Are you sure you didn't edit your augmentations.py file ? And you're up to date with the repo code (git pull) ?

JustasBart commented 1 year ago

@ExtReMLapin This is what it looks like on 180:

train_batch0 train_batch1 train_batch2

I've tried different values in the past such as 45 etc... None have worked for me thus far.

JustasBart commented 1 year ago

@ExtReMLapin Sorry, yes, I'm on the latest, but I'm also on --rect mode whenever I train, that could very well be my issue as well...

ExtReMLapin commented 1 year ago

@ExtReMLapin Sorry, yes, I'm on the latest, but I'm also on --rect mode whenever I train, that could very well be my issue as well...

https://www.youtube.com/watch?v=gyZDZCGQJf8

JustasBart commented 1 year ago

@ExtReMLapin No, the labels are still broken even with --rect disabled so it's not it either...

train_batch0 train_batch1 train_batch2

ExtReMLapin commented 1 year ago

Show me your command line

JustasBart commented 1 year ago

@ExtReMLapin Here's the example with the --rect enabled again:

python3 train.py \
--data /home/ash/10_Class_dataset/10Class.yaml \
--hyp data/hyps/hyp.scratch-custom.yaml \
--weights yolov5s6.pt \
--img 1280 \
--batch -1 \
--epochs 600 \
--device 0 \
--rect
ExtReMLapin commented 1 year ago

When you claim to "disable" rect, you simply strip it straight from the command line,right, you don't do something like "--rect false", right ?

JustasBart commented 1 year ago

When you claim to "disable" rect, you simply strip it straight from the command line,right, you don't do something like "--rect false", right ?

Yes, that's right, I just don't mention it which defaults to a square input.

ExtReMLapin commented 1 year ago

I have no idea then, for reference, here is my commandline, straight from wandb.

train.py --img 2048 --batch 11 --epochs 1250 --data diatomees_seg.yaml --weights " " --cfg yolov5n6-seg.yaml --hyp hyp.scratch-high.yaml --patience 0 --cache disk

JustasBart commented 1 year ago

@ExtReMLapin It could even be just the fact that you're doing Segmentation whereas I'm doing Object Detection, but yeah, I haven't been able to figure this out just yet...

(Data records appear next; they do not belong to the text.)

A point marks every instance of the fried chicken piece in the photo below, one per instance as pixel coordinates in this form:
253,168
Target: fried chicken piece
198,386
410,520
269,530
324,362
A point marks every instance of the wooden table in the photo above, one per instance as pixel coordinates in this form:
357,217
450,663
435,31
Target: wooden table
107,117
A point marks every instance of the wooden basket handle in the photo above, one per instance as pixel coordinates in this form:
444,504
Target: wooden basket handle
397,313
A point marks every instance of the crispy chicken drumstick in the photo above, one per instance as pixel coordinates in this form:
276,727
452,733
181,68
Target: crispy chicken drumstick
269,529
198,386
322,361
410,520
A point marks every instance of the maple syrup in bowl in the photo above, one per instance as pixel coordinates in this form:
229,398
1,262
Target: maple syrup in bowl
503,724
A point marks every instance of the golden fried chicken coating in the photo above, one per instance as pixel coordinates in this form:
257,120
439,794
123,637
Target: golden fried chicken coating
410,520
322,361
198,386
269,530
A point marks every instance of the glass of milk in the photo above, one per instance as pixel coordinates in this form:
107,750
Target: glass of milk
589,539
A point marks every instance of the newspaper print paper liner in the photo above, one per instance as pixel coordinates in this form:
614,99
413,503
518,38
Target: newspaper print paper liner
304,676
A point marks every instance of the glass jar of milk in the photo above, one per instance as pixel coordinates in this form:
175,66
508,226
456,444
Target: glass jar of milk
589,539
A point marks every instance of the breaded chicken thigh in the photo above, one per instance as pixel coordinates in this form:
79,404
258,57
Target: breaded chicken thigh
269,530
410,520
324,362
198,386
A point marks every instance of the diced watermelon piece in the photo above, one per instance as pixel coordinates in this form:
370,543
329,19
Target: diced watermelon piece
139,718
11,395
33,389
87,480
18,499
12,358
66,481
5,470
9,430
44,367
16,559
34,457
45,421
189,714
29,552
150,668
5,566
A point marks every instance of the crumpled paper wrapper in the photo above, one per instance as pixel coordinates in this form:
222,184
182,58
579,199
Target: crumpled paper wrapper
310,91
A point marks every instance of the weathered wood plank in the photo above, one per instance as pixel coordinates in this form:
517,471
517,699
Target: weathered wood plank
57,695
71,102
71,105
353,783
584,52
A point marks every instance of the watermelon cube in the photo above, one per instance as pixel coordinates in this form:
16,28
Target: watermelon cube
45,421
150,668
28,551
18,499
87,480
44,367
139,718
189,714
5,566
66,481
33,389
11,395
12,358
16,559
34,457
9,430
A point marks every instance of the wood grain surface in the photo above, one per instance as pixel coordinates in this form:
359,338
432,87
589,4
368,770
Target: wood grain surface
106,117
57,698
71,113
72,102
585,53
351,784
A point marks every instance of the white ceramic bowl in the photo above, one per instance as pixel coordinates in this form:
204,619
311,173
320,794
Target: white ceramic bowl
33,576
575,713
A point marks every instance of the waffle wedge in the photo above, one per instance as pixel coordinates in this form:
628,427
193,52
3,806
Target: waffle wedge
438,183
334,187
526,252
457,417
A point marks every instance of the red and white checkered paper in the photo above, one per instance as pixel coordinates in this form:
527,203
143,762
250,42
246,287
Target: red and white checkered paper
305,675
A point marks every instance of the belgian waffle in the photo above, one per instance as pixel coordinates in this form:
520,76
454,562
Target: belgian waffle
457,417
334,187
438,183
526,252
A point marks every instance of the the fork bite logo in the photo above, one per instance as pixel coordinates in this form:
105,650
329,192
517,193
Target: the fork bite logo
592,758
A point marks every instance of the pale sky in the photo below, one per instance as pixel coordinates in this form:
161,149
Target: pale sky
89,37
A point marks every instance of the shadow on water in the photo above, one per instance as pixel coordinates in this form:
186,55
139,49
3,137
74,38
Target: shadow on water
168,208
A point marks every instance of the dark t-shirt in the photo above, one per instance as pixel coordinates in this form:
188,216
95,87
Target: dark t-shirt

ExtReMLapin commented 1 year ago

Well here if you're doing detection, yes obviously it's not really surprising but it should still recalc the bbox on the rotated segmentation, not out of the old bbox

JustasBart commented 1 year ago

@ExtReMLapin Yeah, that's what I would think as well I mean it should still fundamentally just do it if it were working the way that it should... This augmentation makes perfect sense for Object Detection.

github-actions[bot] commented 1 year ago

👋 Hello, this issue has been automatically marked as stale because it has not had recent activity. Please note it will be closed if no further activity occurs.

Access additional YOLOv5 🚀 resources:

Access additional Ultralytics ⚡ resources:

Feel free to inform us of any other issues you discover or feature requests that come to mind in the future. Pull Requests (PRs) are also always welcomed!

Thank you for your contributions to YOLOv5 🚀 and Vision AI ⭐!

ExtReMLapin commented 1 year ago

Stale, yes, fixed, no !

JustasBart commented 1 year ago

Hi @ExtReMLapin I've actually recently enough realized that the rotation Augmentation makes absolutely no sense at all for Object Detection so I'm personally done with talking about it :laughing:

All the best to you! :rocket:

ExtReMLapin commented 1 year ago

Sure, no issue on that but there is still issues (bugs) with albumentation and segmentation

github-actions[bot] commented 1 year ago

👋 Hello, this issue has been automatically marked as stale because it has not had recent activity. Please note it will be closed if no further activity occurs.

Access additional YOLOv5 🚀 resources:

Access additional Ultralytics ⚡ resources:

Feel free to inform us of any other issues you discover or feature requests that come to mind in the future. Pull Requests (PRs) are also always welcomed!

Thank you for your contributions to YOLOv5 🚀 and Vision AI ⭐!

glenn-jocher commented 11 months ago

Hi @ExtReMLapin! Absolutely, there may be some issues with albumentation and segmentation. Your report is invaluable for improving the YOLOv5 experience for everyone. Our team appreciates your feedback, and we're actively addressing these concerns. Thanks for your understanding and patience! If you need further assistance, feel free to reach out. All the best!